DEAR ABBY: Years ago you printed a poem that said God sends children with special needs to special parents because he knows that they will be well cared for. (These were children with various disabilities.) I wish you would print that poem once again. I am sure it would help many parents who have a disabled child. -- FAITHFUL ILLINOIS READER
DEAR FAITHFUL READER: The poem is very moving, and I'm pleased to reprint it. It was written 50 years ago by Edna Massimilla of Hatboro, Pa., the widow of a pastor, when their daughter, a child with Down syndrome, was born. (She is now with the Lord.) When I spoke with Edna -- who is 90 -- she explained that she wrote the poem to emphasize that every creation is for a purpose, and she's still writing poems and songs especially for children with disabilities. Read on:
HEAVEN'S VERY SPECIAL CHILD
A meeting was held quite far from Earth
It was time again for another birth.
Said the Angels to the Lord above --
"This special child will need much love.
"Her progress may be very slow
"Accomplishment she may not show.
"And she'll require extra care
"From the folks she meets down there.
"She may not run or laugh or play
"Her thoughts may seem quite far away
"So many times she will be labeled
"'different,' 'helpless' and disabled.
"So, let's be careful where she's sent.
"We want her life to be content.
"Please, Lord, find the parents who
"Will do a special job for you.
"They will not realize right away
"The leading role they are asked to play.

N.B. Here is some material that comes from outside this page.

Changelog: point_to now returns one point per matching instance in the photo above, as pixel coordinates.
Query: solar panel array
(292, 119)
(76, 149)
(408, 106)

"But with this child sent from above
"Comes stronger faith, and richer love.
"And soon they'll know the privilege given
"In caring for their gift from heaven.
"Their precious charge, so meek and mild
"Is heaven's very special child."
DEAR ABBY: I work as a waitress in a coffee shop. Occasionally, my parents come in for breakfast. I enjoy their coming in to eat and visit, but something has been bothering me. When my dad pays for his breakfast, he never leaves -- or even offers -- a tip!
Usually when friends or family try to tip me, I refuse it and tell them I'm just glad they came in. But often they'll leave a tip anyway.
Dad, on the other hand, takes his change and leaves.
Does he not understand that I'm taxed on all food sales and "assumed" tips made for the day? Am I being silly for thinking this way, or is he being stingy by not offering a tip? -- HURT IN HUNTINGTON BEACH
DEAR HURT: Either your dad is a skinflint, or he has taken you at your word when you said it wasn't necessary to leave a tip. Rather than writing me about it, please discuss the matter with him. And if he still doesn't leave a tip, then have another server wait on him while you "visit" with him in between waiting on other customers.